I think creating a network of mentors that can help you in different areas is valuable. Maybe your mentor is not the best person to advise you on writing grants, but there might be other senior people or people at the same level as you who can help you with that.
“I think creating a network of mentors that can help you in different areas is valuable.”
I did my PhD studies in Sweden, where I had an awesome supervisor, but he was not good at grant writing. He was tenure-track himself, so it was up to me to sustain my PhD work. I spent all these years writing grant applications, being awarded small grants here and there, and it taught me a valuable lesson: Grant writing is a skill set in itself. It’s not the same as science. You have to be prepared for rejection upon rejection, so resilience is a major part of it. It was a hard lesson, but a valuable one.
What would you like to instill upon early-career investigators in this current climate?
I would say—and this is also part of our workshops in GRASP—that even though NIH has been the place to go for grants, to not put all your eggs in one basket. Look at different sources: foundation grants, philanthropic grants, and more. It might be even more important now to diversify your salary, your efforts, and your research funding.
Many great opportunities are listed on the Harvard Catalyst website. We often list internal grants available through the [HMS] system or other opportunities specifically targeted for junior faculty.

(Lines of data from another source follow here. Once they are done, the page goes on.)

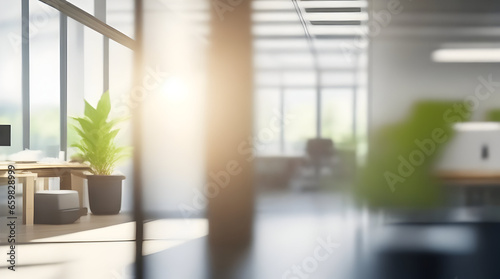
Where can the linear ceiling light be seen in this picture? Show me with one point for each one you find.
(466, 55)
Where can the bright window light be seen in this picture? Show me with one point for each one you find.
(175, 90)
(477, 126)
(467, 55)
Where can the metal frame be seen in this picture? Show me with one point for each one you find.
(91, 21)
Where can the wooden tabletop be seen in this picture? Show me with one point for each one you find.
(37, 166)
(470, 177)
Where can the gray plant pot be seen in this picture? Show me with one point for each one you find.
(105, 194)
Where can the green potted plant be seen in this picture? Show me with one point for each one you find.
(97, 147)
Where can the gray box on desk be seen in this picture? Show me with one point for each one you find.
(57, 207)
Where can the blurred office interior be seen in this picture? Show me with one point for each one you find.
(271, 138)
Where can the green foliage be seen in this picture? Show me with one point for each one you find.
(97, 137)
(390, 178)
(493, 115)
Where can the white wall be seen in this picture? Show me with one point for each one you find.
(402, 73)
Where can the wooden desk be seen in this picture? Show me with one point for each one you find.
(71, 178)
(470, 178)
(28, 193)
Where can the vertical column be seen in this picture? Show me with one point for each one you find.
(229, 127)
(100, 13)
(63, 81)
(26, 72)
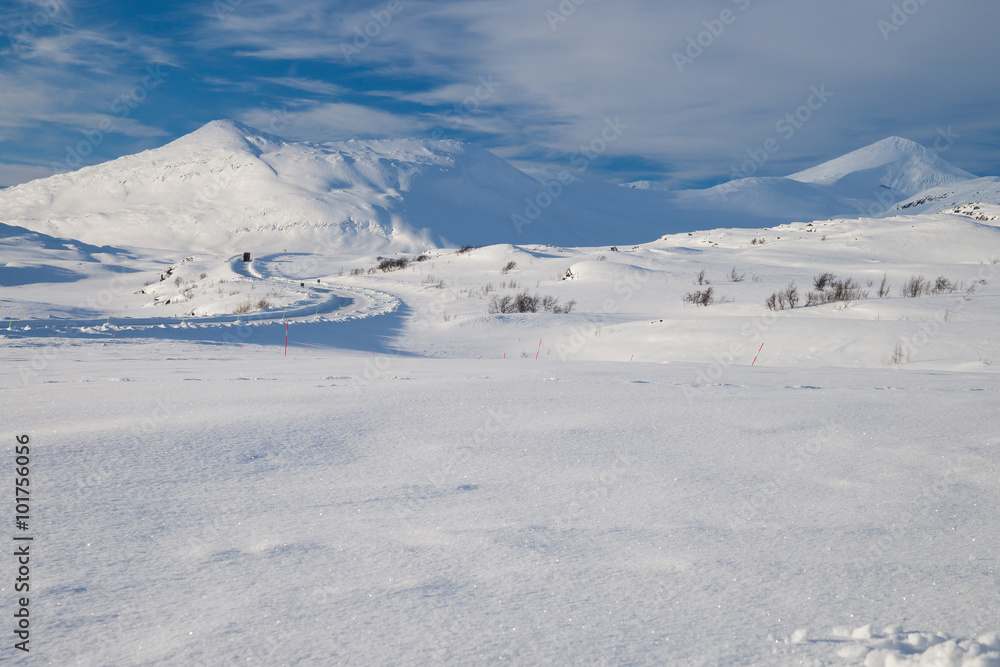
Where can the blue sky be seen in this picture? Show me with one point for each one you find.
(696, 87)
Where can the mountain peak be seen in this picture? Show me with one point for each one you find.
(894, 163)
(228, 134)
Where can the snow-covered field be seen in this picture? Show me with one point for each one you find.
(306, 459)
(201, 504)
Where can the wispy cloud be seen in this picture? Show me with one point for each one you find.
(754, 64)
(305, 119)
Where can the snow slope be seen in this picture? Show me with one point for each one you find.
(206, 504)
(375, 467)
(228, 187)
(867, 181)
(979, 191)
(900, 165)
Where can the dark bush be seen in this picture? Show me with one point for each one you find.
(701, 297)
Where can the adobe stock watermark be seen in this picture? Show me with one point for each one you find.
(122, 108)
(581, 161)
(562, 13)
(366, 33)
(901, 15)
(787, 127)
(702, 41)
(31, 25)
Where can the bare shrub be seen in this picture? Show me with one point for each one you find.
(525, 302)
(822, 280)
(915, 286)
(786, 298)
(845, 290)
(942, 284)
(392, 264)
(883, 288)
(899, 355)
(701, 297)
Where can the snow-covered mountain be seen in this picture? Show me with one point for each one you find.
(983, 192)
(896, 164)
(867, 182)
(228, 187)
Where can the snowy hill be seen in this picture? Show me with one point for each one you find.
(900, 165)
(866, 181)
(984, 192)
(229, 187)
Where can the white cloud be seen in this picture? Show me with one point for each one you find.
(307, 120)
(608, 59)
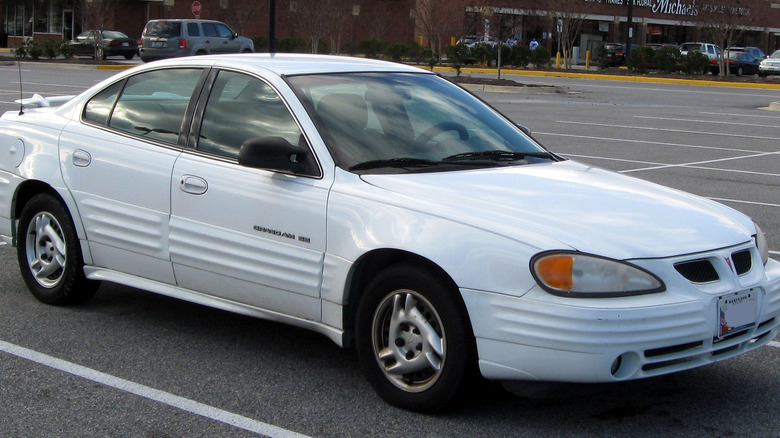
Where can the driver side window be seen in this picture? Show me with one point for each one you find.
(240, 108)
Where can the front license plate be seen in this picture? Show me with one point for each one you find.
(737, 312)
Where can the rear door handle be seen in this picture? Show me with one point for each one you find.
(193, 185)
(81, 158)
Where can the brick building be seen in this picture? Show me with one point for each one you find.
(657, 21)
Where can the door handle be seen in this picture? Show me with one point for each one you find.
(81, 158)
(193, 185)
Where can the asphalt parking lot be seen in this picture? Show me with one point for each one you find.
(131, 363)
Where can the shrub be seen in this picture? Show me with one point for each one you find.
(50, 48)
(520, 55)
(261, 44)
(21, 51)
(540, 57)
(372, 47)
(641, 58)
(485, 53)
(292, 45)
(65, 49)
(458, 55)
(695, 63)
(668, 59)
(397, 51)
(34, 50)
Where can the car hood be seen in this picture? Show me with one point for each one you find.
(572, 205)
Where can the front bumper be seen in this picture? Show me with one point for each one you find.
(546, 338)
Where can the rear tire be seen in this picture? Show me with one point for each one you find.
(413, 338)
(49, 253)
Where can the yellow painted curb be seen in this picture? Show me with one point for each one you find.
(645, 79)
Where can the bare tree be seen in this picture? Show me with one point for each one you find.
(438, 19)
(95, 17)
(321, 21)
(242, 14)
(567, 17)
(725, 21)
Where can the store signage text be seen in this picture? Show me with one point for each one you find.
(676, 7)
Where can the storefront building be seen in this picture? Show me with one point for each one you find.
(653, 21)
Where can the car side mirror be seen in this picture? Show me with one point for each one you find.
(276, 153)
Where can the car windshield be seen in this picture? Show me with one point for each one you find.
(408, 122)
(113, 34)
(166, 29)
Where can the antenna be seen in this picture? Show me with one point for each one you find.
(21, 93)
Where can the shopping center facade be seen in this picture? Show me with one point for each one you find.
(653, 21)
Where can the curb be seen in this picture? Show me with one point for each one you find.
(774, 106)
(644, 79)
(515, 89)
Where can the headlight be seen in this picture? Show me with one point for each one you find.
(763, 247)
(574, 274)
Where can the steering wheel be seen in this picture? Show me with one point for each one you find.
(439, 128)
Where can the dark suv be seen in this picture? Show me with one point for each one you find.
(171, 38)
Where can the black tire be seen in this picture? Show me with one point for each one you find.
(413, 318)
(49, 253)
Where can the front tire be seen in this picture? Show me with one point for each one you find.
(49, 253)
(413, 338)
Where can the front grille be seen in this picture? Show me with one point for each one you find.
(743, 261)
(697, 271)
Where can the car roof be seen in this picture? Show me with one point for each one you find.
(292, 64)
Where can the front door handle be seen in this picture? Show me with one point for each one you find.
(193, 185)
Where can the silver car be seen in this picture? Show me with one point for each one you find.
(173, 38)
(770, 65)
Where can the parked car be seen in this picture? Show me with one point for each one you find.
(112, 43)
(770, 65)
(472, 40)
(711, 50)
(755, 51)
(386, 208)
(173, 38)
(616, 54)
(742, 63)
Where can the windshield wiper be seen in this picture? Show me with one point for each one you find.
(395, 162)
(496, 155)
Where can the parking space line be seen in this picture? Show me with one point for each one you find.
(631, 127)
(720, 122)
(664, 166)
(752, 116)
(157, 395)
(660, 143)
(719, 160)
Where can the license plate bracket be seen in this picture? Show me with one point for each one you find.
(736, 312)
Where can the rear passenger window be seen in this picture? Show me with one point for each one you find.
(152, 104)
(209, 29)
(98, 108)
(193, 29)
(240, 108)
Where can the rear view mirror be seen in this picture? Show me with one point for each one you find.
(276, 153)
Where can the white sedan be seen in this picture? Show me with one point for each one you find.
(386, 208)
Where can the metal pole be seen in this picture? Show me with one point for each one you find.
(629, 20)
(272, 27)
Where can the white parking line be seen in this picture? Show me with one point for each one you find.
(631, 127)
(720, 122)
(163, 397)
(696, 163)
(644, 142)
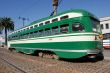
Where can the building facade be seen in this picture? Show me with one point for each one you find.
(105, 26)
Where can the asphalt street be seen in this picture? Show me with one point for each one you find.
(107, 54)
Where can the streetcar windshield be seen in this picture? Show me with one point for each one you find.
(96, 25)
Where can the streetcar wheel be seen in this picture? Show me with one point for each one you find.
(56, 57)
(40, 54)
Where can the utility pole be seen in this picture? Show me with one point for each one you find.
(23, 19)
(55, 5)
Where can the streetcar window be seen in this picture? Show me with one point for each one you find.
(64, 17)
(54, 20)
(47, 22)
(102, 26)
(41, 24)
(77, 27)
(31, 27)
(106, 36)
(41, 33)
(31, 34)
(35, 33)
(55, 30)
(64, 28)
(36, 26)
(27, 28)
(47, 31)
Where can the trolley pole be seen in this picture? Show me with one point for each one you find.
(55, 5)
(23, 19)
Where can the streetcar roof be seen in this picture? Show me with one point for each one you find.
(83, 12)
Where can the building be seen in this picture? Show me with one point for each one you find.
(105, 26)
(2, 40)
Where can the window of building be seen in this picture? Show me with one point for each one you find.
(64, 28)
(77, 27)
(47, 22)
(64, 17)
(107, 26)
(102, 26)
(55, 30)
(54, 20)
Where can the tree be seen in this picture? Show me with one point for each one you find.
(6, 24)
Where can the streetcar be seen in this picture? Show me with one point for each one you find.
(71, 34)
(106, 41)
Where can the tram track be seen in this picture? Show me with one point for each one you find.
(31, 64)
(22, 71)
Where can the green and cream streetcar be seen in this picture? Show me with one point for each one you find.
(71, 34)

Your first experience with GRASP was as a postdoc KL2 awardee back in 2012. How did you end up back at GRASP as an advisor?
When I started my KL2 I was automatically enrolled in GRASP, and it was just such a revelation. I remember thinking: This is how you should go about writing grants and managing your science program overall. It put everything that I had learned the hard way into context. So many aspects of the process were crystallized. GRASP helped me get my first K award, as the application was a primary focus of my coursework.
After I was awarded the grant, the position as GRASP advisor opened up. I applied in part because I wanted to pay it back. Part of it was the opportunity for community-building and networking, which was an important aspect of GRASP for me as a postdoc. It was not grant-writing per se, but just meeting other people, students who were in the same kind of boat, supporting each other, and going through the process together.
Over the seven years I’ve worked at GRASP, I’ve tried to increase these networking opportunities, creating different events where junior faculty meet. After one of our sessions, a woman came up to me and she told me how she had sat at a table at a GRASP workshop years before with two other women, and they had kept in contact over the years. They meet once a month over coffee or a glass of wine and just talk and support each other. They reach out to each other. I think that’s awesome.